Risk score, explained

The CVSS 3.1 vector (AV:N/AC:L/PR:N/UI:R/S:U/C:N/I:L/A:N) reflects a network-accessible, low-complexity attack requiring user interaction and resulting in minor integrity impact with no confidentiality or availability loss. The score of 4.3 places it in the MEDIUM range. However, integrity impact in the context of UI spoofing is understated in the numeric score because the real-world impact—user deception leading to credential loss—is not directly quantified by CVSS. Security teams should treat this as MEDIUM-HIGH priority if users handle sensitive transactions or credentials via Chrome on iOS.

Frequently asked questions

Does this vulnerability affect Chrome on other platforms like Android or macOS?

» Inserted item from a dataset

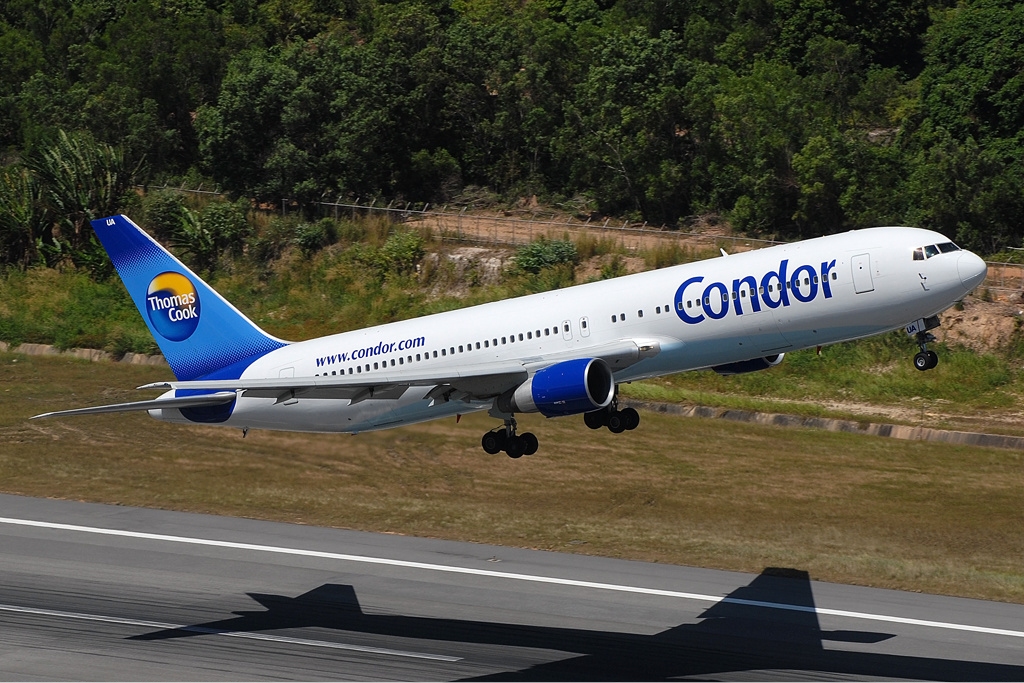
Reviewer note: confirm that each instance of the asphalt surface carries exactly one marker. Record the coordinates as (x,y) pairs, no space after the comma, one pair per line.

No. CVE-2026-11285 is specific to Chrome on iOS. Users of Chrome on Android, macOS, Windows, and Linux are not affected. However, each platform has its own set of vulnerabilities, and all browser versions should be kept current.

Can attackers steal passwords or data directly through this vulnerability?

The vulnerability does not directly compromise data confidentiality. However, by spoofing the browser UI, attackers can convince users to enter credentials or sensitive data into fake forms or login screens, which can then be stolen. This is an indirect but serious risk.

Do I need to do anything special to update Chrome on iOS?

No. Go to the App Store on your iOS device, navigate to your account, and check for updates. Chrome should appear if a new version is available. Enable automatic app updates in Settings > App Store > App Updates for hands-free patching in the future.

Is there any evidence of active attacks exploiting this vulnerability?

As of the publication date (June 2026), CVE-2026-11285 has not been added to the CISA Known Exploited Vulnerabilities (KEV) catalog, meaning active exploitation in the wild has not been confirmed. However, organizations should not delay patching, as UI spoofing techniques are well-established in phishing campaigns.

This analysis is based on publicly available vulnerability data and vendor advisories current as of June 2026. Patch versions and remediation timelines should be verified against official Google Chrome and Apple security bulletins. SEC.co makes no warranty regarding the completeness or timeliness of this intelligence. Organizations should conduct their own risk assessments and testing before deploying patches in production environments. This document is for informational purposes only and does not constitute legal or professional security advice. Source: NVD (public-domain), retrieved 2026-07-13. Analysis generated by SEC.co (claude-haiku-4-5).